TERES distinguishes itself by leveraging AI to deliver a hybrid transcription service that is more cost-effective. The process begins with AI-generated transcripts based on speech, which are subsequently refined by professionals. Corrections can be made in real-time by several professionals following the hearing online when a Live Note is ordered, or after the hearing has concluded.
The pricing for this hybrid solution is highly competitive, varying depending on the required turnaround time. A particularly appealing option for cases with a flexible procedural timetable involves sharing the hearing recording with TERES for post-hearing transcription, with costs starting as low as USD 100 per hour of recording, depending on the delivery timeline.
Although we ultimately did not choose to work with TERES, we were highly impressed by the demonstration of their hybrid transcription system. Remarkably, the AI accurately processed speech characterized by a strong French accent and pronounced stuttering, requiring minimal human correction.
Independent Court Reporters
We were attracted by the absence of any additional expenses for our clients when exploring the Microsoft Teams solution. We were excited by the original and cost-effective solution of TERES.
Nevertheless, we naturally also investigated how “traditional court reporters” had adapted their services in response to the COVID-19 pandemic and the notable evolution in the market for hearing assistance services.
Before these changes, the various professionals involved in in-person hearings—such as court reporters, IT assistants, video operators, and document managers—often operated independently. It was not unusual for these service providers to come from separate companies or to work as individual contractors. In that setting, court reporters were frequently organized in small firms or worked as independent professionals. Even today, many of these small firms and independent court reporters continue to operate, including in online formats.

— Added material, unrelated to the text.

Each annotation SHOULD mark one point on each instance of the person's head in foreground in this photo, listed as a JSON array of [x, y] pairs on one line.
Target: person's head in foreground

Astute Dispute Resolution approached Ms. Claire Hill, an experienced independent court reporter well-regarded for her work in in-person hearings, to inquire about her pricing for assisting with a short online hearing of up to one day. Her quoted rate was only slightly higher than that of TERES and was thoughtfully capped to reflect the modest scope of the case.
Our previous positive experiences with Ms. Hill made her the clear choice. Relying on her services specifically, rather than those of a larger company—which could assign the task to any court reporter under its umbrella—offered greater assurance of quality and accountability while maintaining cost efficiency for the hearing.
For those seeking independent court reporters like Ms. Hill, she recommended this list available on the International Dispute Resolution Centre (IDRC)’s website.
Conclusion
The decision to transcribe hearings in small arbitrations should be guided by the specific circumstances of each case, including witness involvement, procedural challenges, and the need for enhanced transparency and fairness.
In cases where cost-efficiency is paramount, hybrid solutions like TERES may offer an optimal balance. However, the reliability of professional court reporters remains unparalleled.
Astute Dispute Resolution continues to adapt its approach, ensuring that each arbitration achieves both procedural integrity and cost-effectiveness.